Here’s an awesome TED talk about the topic of vulnerability.  http://www.ted.com/talks/brene_brown_on_vulnerability.html

Here’s an awesome TED talk about the topic of shame.  http://on.ted.com/Brown2012

I hope you find these as helpful as I have.  I will learn to be vulnerable again… to share openly and honestly.   Because I can do all things through Christ who strengthens me!

4 thoughts on “Grieving a suicide

  1. Praying continually for you my friend as you press on in your journey. That is one of my verses that I have clung to as well, it really is a wonderful verse…

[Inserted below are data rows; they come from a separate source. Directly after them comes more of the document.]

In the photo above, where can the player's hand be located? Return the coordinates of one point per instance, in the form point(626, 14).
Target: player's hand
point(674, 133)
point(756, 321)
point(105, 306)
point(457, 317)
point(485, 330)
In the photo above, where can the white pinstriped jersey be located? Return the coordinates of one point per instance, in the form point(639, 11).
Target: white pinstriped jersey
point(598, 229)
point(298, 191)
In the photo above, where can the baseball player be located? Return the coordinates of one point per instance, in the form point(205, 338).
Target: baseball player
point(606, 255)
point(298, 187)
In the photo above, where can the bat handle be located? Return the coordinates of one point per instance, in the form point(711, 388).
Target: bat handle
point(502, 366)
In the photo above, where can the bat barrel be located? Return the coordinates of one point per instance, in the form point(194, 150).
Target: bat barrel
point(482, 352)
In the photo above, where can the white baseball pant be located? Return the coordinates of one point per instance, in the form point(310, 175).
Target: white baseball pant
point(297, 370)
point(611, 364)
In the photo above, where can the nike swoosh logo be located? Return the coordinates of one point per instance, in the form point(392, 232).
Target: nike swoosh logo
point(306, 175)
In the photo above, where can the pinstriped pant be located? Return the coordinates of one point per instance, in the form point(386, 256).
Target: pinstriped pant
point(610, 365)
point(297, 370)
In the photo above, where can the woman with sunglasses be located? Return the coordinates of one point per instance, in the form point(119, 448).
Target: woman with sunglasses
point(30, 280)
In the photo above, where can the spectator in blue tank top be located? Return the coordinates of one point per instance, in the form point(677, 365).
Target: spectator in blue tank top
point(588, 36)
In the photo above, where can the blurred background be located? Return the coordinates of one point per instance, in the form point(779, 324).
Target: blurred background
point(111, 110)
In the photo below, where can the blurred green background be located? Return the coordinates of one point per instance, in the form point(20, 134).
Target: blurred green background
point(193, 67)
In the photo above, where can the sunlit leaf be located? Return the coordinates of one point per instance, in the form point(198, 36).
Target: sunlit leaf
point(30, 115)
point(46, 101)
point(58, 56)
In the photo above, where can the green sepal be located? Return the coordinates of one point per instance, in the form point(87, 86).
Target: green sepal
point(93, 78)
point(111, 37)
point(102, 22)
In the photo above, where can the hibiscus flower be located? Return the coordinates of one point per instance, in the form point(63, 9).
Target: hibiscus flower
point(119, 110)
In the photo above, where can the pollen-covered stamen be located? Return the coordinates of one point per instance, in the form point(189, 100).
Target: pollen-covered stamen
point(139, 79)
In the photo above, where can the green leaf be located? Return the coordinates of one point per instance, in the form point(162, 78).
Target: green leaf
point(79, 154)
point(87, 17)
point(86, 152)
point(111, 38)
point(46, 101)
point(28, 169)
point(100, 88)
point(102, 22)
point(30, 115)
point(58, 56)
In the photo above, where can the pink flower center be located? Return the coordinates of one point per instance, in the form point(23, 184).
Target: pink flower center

  2. In the beginning of my own loss of my son…I had terrible thoughts and visions that haunted me every minute and especially at night…I would claimed this verse “greater is He that is in me than he that is in the world.” because I knew that it was Satan trying to pound me with those thoughts. They are normal to have but I had to armor up and beat it down. It was my only way to peace. I still lie awake at night and think too much but it is never about those images I conjured in those early stages of my grief. It is more about longing and hoping….and of course, those memories of better times. For many reasons, the grocery store is a place that makes one get very sad. I have several meltdowns from making a grocery list to going down the Valentine Day aisle and counting all the heart boxes I was getting for the kids and grands…only to realize I counted my son and his wife and child….never more to be.

    Shame is another stigma that has been attached to this kind of death since the Dark Ages. I no longer believe after reading the many studies and research about the brain and chemistry…that “bad parenting” has to do with suicide. There are many factors that are involved.